Abstract
Computing accelerators, such as GPUs, enhance performance for tasks like high-resolution gaming and Al computations, while specialized accelerators in mobile devices prioritize energy efficiency. Designing these accelerators is complex, as it involves identifying computational tasks best suited for acceleration and optimizing performance and efficiency.
Hardware design relies on cycle-accurate RTL simulation, but conventional sequential simulation is a bottleneck for increasingly complex systems. Parallel RTL simulation, which runs on multiple cores, offers a potential solution, though current simulators are limited by high synchronization and communication costs. This work introduces two solutions.

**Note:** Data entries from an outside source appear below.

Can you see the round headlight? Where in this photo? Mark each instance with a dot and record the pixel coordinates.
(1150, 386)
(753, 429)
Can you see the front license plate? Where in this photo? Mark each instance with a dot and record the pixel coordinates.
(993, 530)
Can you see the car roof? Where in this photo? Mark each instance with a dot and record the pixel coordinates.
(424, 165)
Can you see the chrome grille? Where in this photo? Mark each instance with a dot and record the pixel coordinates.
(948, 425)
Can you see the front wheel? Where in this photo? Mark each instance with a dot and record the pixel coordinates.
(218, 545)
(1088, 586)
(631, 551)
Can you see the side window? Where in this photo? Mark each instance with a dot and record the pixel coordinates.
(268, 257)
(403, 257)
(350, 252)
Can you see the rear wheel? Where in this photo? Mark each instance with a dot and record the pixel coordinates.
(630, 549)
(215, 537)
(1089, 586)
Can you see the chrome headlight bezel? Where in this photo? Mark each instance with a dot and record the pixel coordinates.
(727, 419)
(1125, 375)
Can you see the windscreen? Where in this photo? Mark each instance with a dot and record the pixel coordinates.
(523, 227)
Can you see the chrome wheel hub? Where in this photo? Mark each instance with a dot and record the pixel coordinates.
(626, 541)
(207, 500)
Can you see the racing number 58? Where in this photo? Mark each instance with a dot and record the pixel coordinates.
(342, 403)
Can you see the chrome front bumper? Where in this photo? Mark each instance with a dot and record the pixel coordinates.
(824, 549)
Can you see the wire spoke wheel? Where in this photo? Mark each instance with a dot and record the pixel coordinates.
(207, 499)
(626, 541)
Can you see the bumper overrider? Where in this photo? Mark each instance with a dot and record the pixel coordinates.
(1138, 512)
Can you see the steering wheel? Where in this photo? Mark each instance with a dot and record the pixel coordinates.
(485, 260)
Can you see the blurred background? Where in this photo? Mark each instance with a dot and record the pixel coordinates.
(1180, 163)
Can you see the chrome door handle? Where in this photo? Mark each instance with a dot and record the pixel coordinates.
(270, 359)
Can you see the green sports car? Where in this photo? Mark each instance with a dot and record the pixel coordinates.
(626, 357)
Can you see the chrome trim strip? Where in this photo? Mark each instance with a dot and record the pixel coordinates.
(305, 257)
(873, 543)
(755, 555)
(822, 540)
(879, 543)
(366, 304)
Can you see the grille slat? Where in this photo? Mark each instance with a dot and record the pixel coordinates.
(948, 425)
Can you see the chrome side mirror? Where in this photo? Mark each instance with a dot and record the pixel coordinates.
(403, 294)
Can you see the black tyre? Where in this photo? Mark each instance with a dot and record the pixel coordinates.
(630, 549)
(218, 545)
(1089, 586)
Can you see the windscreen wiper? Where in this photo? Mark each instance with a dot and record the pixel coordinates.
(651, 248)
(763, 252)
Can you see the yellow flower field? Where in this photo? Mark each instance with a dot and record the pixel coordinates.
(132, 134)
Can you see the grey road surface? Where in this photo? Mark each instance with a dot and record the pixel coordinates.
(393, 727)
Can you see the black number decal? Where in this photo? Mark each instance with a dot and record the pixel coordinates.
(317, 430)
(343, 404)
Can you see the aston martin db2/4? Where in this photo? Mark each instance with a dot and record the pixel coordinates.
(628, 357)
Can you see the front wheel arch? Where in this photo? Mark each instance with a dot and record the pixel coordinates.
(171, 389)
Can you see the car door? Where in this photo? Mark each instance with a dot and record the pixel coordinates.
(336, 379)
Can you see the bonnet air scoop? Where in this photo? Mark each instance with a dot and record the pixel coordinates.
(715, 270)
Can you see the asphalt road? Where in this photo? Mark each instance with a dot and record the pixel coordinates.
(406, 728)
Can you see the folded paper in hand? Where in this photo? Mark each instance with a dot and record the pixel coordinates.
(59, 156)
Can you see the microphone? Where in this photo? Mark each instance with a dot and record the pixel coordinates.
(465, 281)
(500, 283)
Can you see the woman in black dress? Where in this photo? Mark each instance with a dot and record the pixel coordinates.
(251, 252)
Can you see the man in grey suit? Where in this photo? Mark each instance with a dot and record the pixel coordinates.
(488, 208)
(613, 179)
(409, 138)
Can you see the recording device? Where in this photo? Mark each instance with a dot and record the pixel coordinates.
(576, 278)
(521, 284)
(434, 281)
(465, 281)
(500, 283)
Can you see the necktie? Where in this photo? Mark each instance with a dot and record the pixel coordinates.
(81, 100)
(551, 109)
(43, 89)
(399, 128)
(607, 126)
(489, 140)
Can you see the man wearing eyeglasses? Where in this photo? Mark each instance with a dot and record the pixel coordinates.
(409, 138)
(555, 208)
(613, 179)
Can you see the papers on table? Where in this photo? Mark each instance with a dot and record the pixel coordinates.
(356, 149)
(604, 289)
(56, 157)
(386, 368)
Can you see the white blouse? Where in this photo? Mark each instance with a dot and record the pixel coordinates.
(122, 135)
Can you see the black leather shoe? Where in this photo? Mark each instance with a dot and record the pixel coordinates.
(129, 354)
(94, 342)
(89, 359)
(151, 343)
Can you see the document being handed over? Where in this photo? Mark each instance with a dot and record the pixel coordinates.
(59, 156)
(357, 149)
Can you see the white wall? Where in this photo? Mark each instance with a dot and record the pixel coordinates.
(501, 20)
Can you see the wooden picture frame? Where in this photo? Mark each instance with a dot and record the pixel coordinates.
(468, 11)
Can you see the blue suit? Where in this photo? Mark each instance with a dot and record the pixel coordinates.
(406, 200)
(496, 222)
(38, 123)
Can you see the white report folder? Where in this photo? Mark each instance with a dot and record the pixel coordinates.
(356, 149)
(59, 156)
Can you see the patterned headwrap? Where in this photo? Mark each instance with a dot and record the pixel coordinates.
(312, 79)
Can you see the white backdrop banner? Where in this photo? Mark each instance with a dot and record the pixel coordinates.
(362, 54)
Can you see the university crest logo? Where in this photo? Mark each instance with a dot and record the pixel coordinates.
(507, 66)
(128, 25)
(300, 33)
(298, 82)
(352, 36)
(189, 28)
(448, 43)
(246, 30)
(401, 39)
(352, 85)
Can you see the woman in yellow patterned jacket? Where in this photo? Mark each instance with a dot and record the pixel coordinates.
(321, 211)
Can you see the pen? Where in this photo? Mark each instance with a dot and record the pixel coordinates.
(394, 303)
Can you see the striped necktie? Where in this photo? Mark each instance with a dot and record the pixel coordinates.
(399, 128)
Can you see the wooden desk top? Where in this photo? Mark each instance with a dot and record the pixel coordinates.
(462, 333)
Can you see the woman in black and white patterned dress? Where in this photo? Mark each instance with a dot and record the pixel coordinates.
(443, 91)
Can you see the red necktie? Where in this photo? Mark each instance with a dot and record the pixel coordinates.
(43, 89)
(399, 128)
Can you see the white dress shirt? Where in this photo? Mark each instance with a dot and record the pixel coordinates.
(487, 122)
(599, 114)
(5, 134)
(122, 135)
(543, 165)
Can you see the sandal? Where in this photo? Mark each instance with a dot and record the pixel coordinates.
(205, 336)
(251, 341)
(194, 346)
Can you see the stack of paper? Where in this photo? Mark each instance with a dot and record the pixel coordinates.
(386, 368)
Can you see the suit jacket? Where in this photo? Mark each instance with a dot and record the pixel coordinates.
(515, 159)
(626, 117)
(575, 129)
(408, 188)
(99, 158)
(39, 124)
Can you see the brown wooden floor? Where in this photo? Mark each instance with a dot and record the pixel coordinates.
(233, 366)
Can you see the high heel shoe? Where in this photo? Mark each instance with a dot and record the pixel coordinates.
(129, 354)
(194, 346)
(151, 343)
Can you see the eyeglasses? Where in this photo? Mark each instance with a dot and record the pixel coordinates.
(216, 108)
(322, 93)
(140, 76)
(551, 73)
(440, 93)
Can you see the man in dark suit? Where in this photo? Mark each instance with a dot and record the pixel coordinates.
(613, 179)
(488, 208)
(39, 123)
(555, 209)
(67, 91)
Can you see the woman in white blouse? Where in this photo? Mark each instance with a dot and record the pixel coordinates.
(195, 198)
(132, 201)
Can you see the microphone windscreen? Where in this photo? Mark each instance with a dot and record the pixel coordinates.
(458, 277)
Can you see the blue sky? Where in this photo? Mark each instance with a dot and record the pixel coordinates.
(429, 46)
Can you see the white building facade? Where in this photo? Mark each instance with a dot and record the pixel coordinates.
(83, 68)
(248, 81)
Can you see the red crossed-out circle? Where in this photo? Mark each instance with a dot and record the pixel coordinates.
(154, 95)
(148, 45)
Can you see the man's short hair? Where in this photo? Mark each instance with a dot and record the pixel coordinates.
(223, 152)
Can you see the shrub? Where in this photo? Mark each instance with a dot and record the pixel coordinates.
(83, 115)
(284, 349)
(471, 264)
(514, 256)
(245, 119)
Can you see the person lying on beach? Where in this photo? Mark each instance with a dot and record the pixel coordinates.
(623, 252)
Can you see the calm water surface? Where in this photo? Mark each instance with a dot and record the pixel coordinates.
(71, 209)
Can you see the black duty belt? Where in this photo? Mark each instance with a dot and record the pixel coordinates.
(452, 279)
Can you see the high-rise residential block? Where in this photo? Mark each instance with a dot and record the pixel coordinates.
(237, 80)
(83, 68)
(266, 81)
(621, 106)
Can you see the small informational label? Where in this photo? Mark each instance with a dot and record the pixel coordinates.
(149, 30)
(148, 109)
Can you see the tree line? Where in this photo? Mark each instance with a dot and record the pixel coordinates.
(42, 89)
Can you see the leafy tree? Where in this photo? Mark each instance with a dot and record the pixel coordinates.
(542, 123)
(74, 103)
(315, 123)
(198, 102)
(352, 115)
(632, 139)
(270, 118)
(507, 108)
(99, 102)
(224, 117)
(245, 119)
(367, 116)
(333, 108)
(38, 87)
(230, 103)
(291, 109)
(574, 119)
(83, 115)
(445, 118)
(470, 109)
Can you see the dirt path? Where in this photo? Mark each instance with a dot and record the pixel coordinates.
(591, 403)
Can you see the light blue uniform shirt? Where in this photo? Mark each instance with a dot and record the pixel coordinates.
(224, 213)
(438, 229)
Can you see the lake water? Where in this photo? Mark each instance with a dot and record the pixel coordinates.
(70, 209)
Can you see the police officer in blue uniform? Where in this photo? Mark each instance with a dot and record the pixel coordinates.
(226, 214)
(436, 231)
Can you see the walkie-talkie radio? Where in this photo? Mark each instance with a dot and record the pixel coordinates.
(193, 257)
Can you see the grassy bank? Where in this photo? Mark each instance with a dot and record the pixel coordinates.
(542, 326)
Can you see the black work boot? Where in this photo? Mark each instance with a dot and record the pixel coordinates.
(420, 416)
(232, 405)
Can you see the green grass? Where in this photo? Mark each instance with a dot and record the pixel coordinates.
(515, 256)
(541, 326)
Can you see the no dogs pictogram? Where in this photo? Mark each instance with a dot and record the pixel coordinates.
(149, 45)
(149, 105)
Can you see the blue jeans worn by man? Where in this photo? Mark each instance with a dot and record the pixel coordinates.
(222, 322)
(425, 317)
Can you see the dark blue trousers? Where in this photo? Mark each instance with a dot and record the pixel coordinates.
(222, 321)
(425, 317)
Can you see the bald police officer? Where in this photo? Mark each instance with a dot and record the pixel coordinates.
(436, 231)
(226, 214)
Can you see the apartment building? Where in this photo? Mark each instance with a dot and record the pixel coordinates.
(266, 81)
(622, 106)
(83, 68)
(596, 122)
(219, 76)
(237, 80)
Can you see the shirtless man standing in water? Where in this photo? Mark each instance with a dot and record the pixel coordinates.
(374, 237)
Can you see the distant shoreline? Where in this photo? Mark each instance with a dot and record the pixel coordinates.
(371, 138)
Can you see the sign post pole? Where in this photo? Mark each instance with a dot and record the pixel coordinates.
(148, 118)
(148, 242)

The first, Manticore, is an accelerator for RTL simulation that uses static scheduling to reduce overhead, making fine-grained parallelism practical. Our 225-core FPGA prototype runs at 475 MHz and outperforms current RTL simulators. The second solution, Parendi, leverages the Graphcore computer to run RTL simulations across 5,888 cores, demonstrating that massively parallel RTL simulation is effective with the right hardware support.
Biography
James Larus is a Professor Emeritus and former Dean of the School of Computer and Communication Sciences (IC) at EPFL. He is currently the Editor-in-Chief of the Communications of the ACM (CACM). Before joining IC in 2013, Lars was a researcher, manager, and director in Microsoft Research for over 16 years and an assistant and associate professor in the Computer Sciences Department at the University of Wisconsin, Madison.
Larus actively contributes to numerous research communities with over 100 papers (including 14 best and most influential paper awards) and over 40 US patents. He received a National Science Foundation Young Investigator award in 1993 and became an ACM Fellow in 2006.
Lars received his PhD in Computer Science from UC Berkeley in 1989 and an AB in Applied Mathematics from Harvard in 1980.